The Church of St Wonnow is the parish church of Wonastow, a small rural village 2 mi south-west of Monmouth, south east Wales. It is a Grade II* listed building.

==History and architecture==
St Wonnows derives its name from Saint Wonnow or Winwaloe, a sixth-century saint in Brittany, whose cult was probably brought to Britain by Saint Gwenhael, his successor as abbot of Landévennec. The first church at Wonastow is thought to have been built in the seventh century, when Cynfwr ap Iago gave the church and village to the Diocese of Llandaff.

Parts of the present church are thought to date from the twelfth century. The chancel is in the Perpendicular style, built of Old Red Sandstone and with square-headed windows and cinquefoiled ogee lights.
The roof, supported by four pairs of hammer beams, is of unknown mediaeval date, restored in 1977. Monuments inside the church include one to George Milborne, who died in 1637.

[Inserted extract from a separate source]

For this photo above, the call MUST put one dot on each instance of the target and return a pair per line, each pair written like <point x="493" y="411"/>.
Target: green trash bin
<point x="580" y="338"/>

The entire building was heavily restored in the 1860s, and the tower is dated 1865. Further restoration was undertaken in the 1880s, through gifts by Sir John and Lady Adela Searle after they came to live at nearby Wonastow Court. They also provided a new porch in 1909, and a rood screen and reredos in 1913, as well as stained glass windows and a new altar.

==The church today==
Although only small numbers attend the weekly service, there is a great deal of regard and affection for the church by the wider community as witnessed by the successful restoration programme in recent years. The church is normally locked but visitors can obtain the key locally by prior arrangement with the Vicar.